La puissance de cette technique s'étend au-delà des startups, des langages de programmation et des essais. Elle s'étend probablement à tout type de travail créatif. Elle peut certainement être utilisée en peinture : c'est exactement ce que Cézanne et Klee ont fait.
Chez Y Combinator, nous parions de l'argent dessus, dans le sens où nous encourageons les startups que nous finançons à travailler de cette manière. Il y a toujours de nouvelles idées juste sous votre nez. Alors cherchez des choses simples que les autres ont négligées - des choses que les gens diront plus tard qu'elles étaient "évidentes" - surtout lorsqu'ils ont été induits en erreur par des conventions obsolètes, ou en essayant de faire des choses qui sont superficiellement impressionnantes. Déterminez quel est le vrai problème, et assurez-vous de le résoudre. Ne vous inquiétez pas d'essayer d'avoir l'air d'une entreprise ; c'est le produit qui gagne à long terme. Et lancez dès que possible, afin de commencer à apprendre des utilisateurs ce que vous auriez dû faire.

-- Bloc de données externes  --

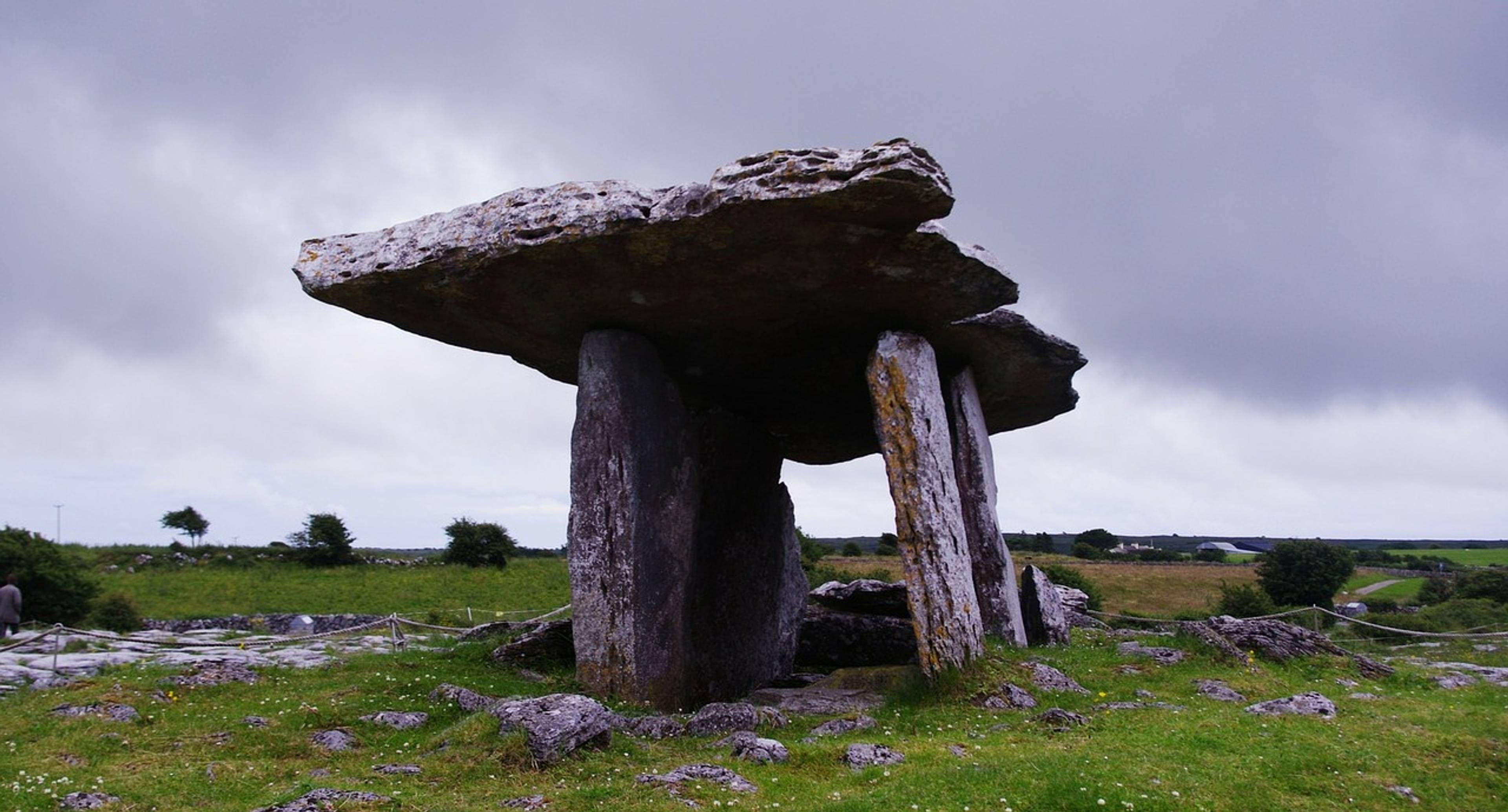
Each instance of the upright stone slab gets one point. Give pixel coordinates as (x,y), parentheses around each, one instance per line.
(632,522)
(975,466)
(685,569)
(1043,609)
(911,425)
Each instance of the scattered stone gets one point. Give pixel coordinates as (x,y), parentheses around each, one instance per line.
(749,746)
(1138,707)
(402,721)
(1043,609)
(1052,680)
(839,727)
(397,769)
(694,774)
(323,799)
(818,700)
(557,725)
(1302,704)
(86,801)
(1451,682)
(860,757)
(1059,719)
(468,700)
(334,740)
(650,727)
(1159,655)
(106,710)
(1219,691)
(548,642)
(865,597)
(839,639)
(216,673)
(1403,792)
(723,718)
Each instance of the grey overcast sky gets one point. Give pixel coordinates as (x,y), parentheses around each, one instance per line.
(1276,230)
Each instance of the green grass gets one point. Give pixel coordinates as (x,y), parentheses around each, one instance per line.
(1475,558)
(206,591)
(1448,746)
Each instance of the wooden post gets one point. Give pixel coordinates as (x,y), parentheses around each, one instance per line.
(911,424)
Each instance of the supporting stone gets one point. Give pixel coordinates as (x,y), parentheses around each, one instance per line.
(685,569)
(1043,609)
(975,466)
(911,425)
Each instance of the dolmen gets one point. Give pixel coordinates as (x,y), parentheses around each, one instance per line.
(801,305)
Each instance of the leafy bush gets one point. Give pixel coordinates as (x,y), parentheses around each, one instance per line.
(1243,600)
(117,614)
(55,582)
(1302,573)
(479,544)
(325,541)
(1067,576)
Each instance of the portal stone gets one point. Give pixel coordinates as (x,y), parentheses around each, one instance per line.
(1043,611)
(975,465)
(685,569)
(911,424)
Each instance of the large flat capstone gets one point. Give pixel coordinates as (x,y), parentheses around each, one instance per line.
(762,290)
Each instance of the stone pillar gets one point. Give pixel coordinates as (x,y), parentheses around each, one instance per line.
(911,424)
(632,522)
(975,465)
(685,569)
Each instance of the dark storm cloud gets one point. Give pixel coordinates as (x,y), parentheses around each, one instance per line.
(1287,203)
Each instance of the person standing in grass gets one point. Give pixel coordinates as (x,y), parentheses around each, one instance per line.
(9,608)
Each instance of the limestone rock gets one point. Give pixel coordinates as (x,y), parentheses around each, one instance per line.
(334,740)
(323,799)
(839,639)
(865,597)
(734,279)
(723,718)
(1302,704)
(1043,609)
(975,468)
(402,721)
(860,757)
(911,424)
(1052,680)
(556,725)
(1217,691)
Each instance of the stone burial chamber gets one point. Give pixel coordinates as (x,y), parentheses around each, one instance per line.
(801,305)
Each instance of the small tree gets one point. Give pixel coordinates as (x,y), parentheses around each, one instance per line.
(1098,538)
(479,543)
(189,522)
(1302,573)
(325,541)
(53,581)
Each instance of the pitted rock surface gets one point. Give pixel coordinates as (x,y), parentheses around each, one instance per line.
(723,718)
(557,725)
(1052,680)
(865,597)
(734,282)
(1217,691)
(650,727)
(334,740)
(860,757)
(325,799)
(402,721)
(1302,704)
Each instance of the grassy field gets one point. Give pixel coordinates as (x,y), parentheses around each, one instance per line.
(192,752)
(213,591)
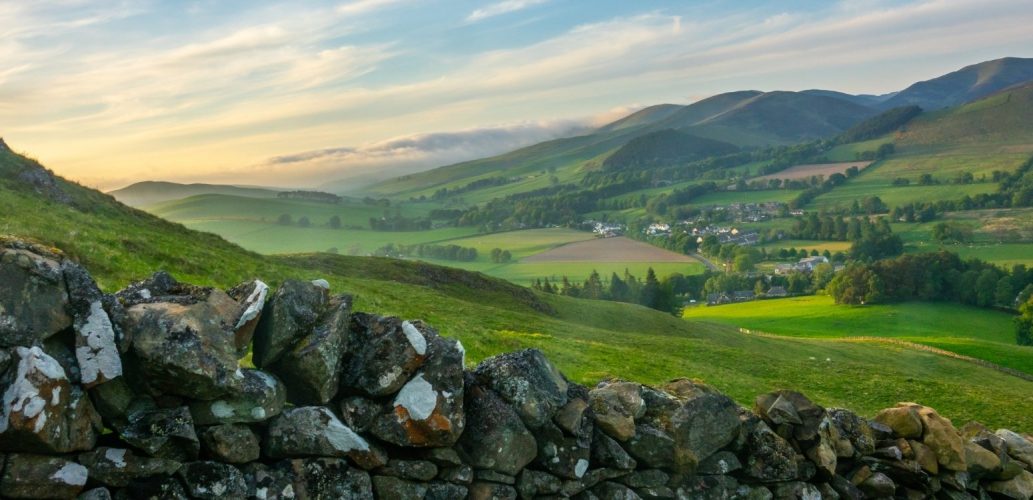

Reddit est un exemple classique de cette approche. Lorsque Reddit a été lancé pour la première fois, il semblait qu'il n'y avait rien à faire. Pour les personnes graphiquement peu sophistiquées, sa conception délibérément minimale semblait ne pas être une conception du tout. Mais Reddit a résolu le vrai problème, qui était de dire aux gens ce qui était nouveau et sinon de rester à l'écart. En conséquence, il est devenu massivement réussi. Maintenant que les idées conventionnelles ont rattrapé son retard, cela semble évident. Les gens regardent Reddit et pensent que les fondateurs ont eu de la chance. Comme toutes ces choses, c'était plus difficile qu'il n'y paraissait. Les Reddits ont poussé si fort contre le courant qu'ils l'ont inversé ; maintenant, il semble qu'ils ne font que flotter en aval.
Donc, lorsque vous regardez quelque chose comme Reddit et que vous pensez "J'aimerais pouvoir avoir une idée comme celle-là", rappelez-vous : des idées comme celle-là sont partout autour de vous. Mais vous les ignorez parce qu'elles ont l'air fausses.